Kevin was in a chair and Jimmy was crumpled in a sitting heap on the roof deck.  I crumpled up next to Jimmy and lit a cigarette and didn't do a thing, but my shoulder pushed up on his and my knee pressed against his and I didn't shrink from him.

After he eventually stopped crying he started asking why Death always wins.  "He always wins," he said.  "I'm tired of staring him in the face.  I'm tired of his stench," rolling out the S in stench and ending with a sonic punch, like his larynx reached out and slapped the air.  "I'm tired of his fucking face."  Silence.  Continuing, in a mournful tone, "That's why I drink, that's why I smoke," and then, "Why?!  Why does he always, always, always win?" --which ended in a shout.  "Because we're mortal," I wanted to say, and, "Death has been defeated," but I didn't say anything at all.  Jimmy went downstairs eventually, and he was going to set up a game or a movie, but he and Crystal just went to bed in the end instead.  Everybody else went down to see the night beach except me and Kevin, and we talked about work for a while in that bland way people have who care, but don't have anything to say.

Jimmy worries that our fledgling church will die.  I do not honestly care.  I worry about Jimmy.  And Rob.  And Kevin.  And Crystal.  And I set up moat after moat, digging, putting my back into it, silently carrying on in my stupid way, crumpling up next to people and lighting cigarettes.
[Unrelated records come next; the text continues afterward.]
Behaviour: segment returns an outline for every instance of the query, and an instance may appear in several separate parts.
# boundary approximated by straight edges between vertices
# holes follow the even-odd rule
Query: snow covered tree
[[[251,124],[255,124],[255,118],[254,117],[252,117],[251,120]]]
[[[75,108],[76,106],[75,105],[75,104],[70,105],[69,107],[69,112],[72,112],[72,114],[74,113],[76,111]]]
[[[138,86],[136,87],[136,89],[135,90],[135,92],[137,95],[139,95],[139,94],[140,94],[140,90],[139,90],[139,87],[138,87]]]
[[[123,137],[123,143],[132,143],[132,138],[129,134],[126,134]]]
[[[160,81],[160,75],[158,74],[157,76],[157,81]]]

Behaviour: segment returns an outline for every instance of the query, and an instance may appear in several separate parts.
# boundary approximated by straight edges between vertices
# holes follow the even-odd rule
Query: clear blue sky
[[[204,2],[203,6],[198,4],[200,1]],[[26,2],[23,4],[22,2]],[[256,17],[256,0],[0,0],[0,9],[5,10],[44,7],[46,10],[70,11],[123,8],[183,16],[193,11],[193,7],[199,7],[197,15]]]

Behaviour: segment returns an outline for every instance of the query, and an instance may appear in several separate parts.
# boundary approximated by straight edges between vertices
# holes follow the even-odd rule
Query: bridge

Because I know the tide will come.

But I still build sandcastles.  And moats to help them live past one more wave.


______

A Necessary Coda:

Later Jimmy told me I'd said something at dinner that night, which reminded him of terrors from his childhood.  Neither of us could remember what.  He'd gone outside to pray; he'd fallen asleep; that's how we'd found him.

So it was me, perhaps, that first sent him out to that concrete fetal nap.  Well, I meant no harm, useless as that is.  Two days later we spent the day on the beach and he sat behind us the entire day well into his cups.  We picked everything up in the afternoon to take it back to the house, and afterward I went back for Jimmy.  He was still sitting there, in the same exact position he'd occupied the whole day that'd just slipped past, but in our absence he was sobbing behind his dark sunglasses, his back heaving.

There weren't words to say and I didn't touch him or announce myself.  I fed a cheese curl to a seagull and built a tiny wall of reeds plugged into the sand.  I stared out at the ocean and wondered if I could do anything at all to help; the sea taught me to wait.

In the end, walking slowly back to the house holding his folded chair, I told him I didn't have any words, I told him that kid had made his own mistake.  "But he was a good kid, Peter," Jimmy said.  "He was a good kid."  I said some other useless things, and I asked him to drink less tomorrow, which he did.  In the real end, I mean the really real one, I guess I know my moats won't matter.  For all I try, my efforts only seem to destroy here and there so much as they help here and there, like the Toddler and Jimmy's six-year-old.  It takes the calming of the tides to mend some wounds.

Still, it's what I have, and in my stupid way, it's what makes most sense to me.  Sometimes I think the only human things worth doing are the ones that wash away.